Je recherche une photo ou des photos sur le balisage des pistes des avions durant la dernière guerre mondiale .Je suis en train, disons plutôt que nous sommes en train de faire, un très grand diorama sur une base anglaise fictive au 1/48. Pour suivre cette construction allez sur figthers.com et ensuite projetAA. Alors les amis si vous avez une photo ou deux sur le balisage, je serai heureux . Merci à vous
Bonsoir Pierre, 1 - Je me suis permis de déplacer ta demande dans la rubrique vos recherches. 2 - Je crois que le bon lien pour suivre l'évolution du diorama est celui-ci: http://fighters.forumactif.com/t63367-c ... -projet-aa 3 - Je crois avoir vu, mais je ne sais plus où (est-ce sur internet ou dans une de mes livres), une photo ou l'on voyait un test de balisage de piste par temps de brouillard. (je crois que c'était un test fait avec des pipelines ou quelque chose d'approchant. Bien amicalement Prosper
Prosper Vandenbroucke a écrit:Bonsoir Pierre, 1 - Je me suis permis de déplacer ta demande dans la rubrique vos recherches. 2 - Je crois que le bon lien pour suivre l'évolution du diorama est celui-ci: http://fighters.forumactif.com/t63367-c ... -projet-aa 3 - Je crois avoir vu, mais je ne sais plus où (est-ce sur internet ou dans une de mes livres), une photo ou l'on voyait un test de balisage de piste par temps de brouillard. (je crois que c'était un test fait avec des pipelines ou quelque chose d'approchant. Bien amicalement Prosper
Bonjour Prosper Je connais l’adresse de figthers et surtout le projetAA, car ce projet j’en suis l’instigateur. Notre piste principale à l’heure actuelle mesure 8, 16 m X 1, 04 m de large, cela serait dommage de ne pas faire figurer le balisage sur un tel diorama. Les bombardiers partaient souvent à la tombée de la nuit ou rentraient dans la nuit, il y avait aussi en jour donc il y avait certainement un moyen de balisage de piste. C’est pour cela que je voudrais une photo ou deux de ce balisage si vous pouvez la trouver. J’ai pas mal de revues sur les aérodromes de la RAF dont j’ai une bonne doc sur celle d’OAKINGTON, si quelqu’un désire ces deux revues je peux vous les envoyer. Elles sont en anglais.

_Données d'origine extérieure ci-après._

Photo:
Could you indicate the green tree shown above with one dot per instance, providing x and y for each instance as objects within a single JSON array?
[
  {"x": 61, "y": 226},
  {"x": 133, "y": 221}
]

Bonjour Pierre, Je me doute que tu connais l'adresse du site, seulement la façon dont tu l'avais indiqué ne fonctionne pas, c'est le pourquoi que je me suis permis de mettre le lien au grand complet. Voici une vidéo qui explique le système FIDO, c'est un système nos seulement employé par temps de brouillard mais également de nuit.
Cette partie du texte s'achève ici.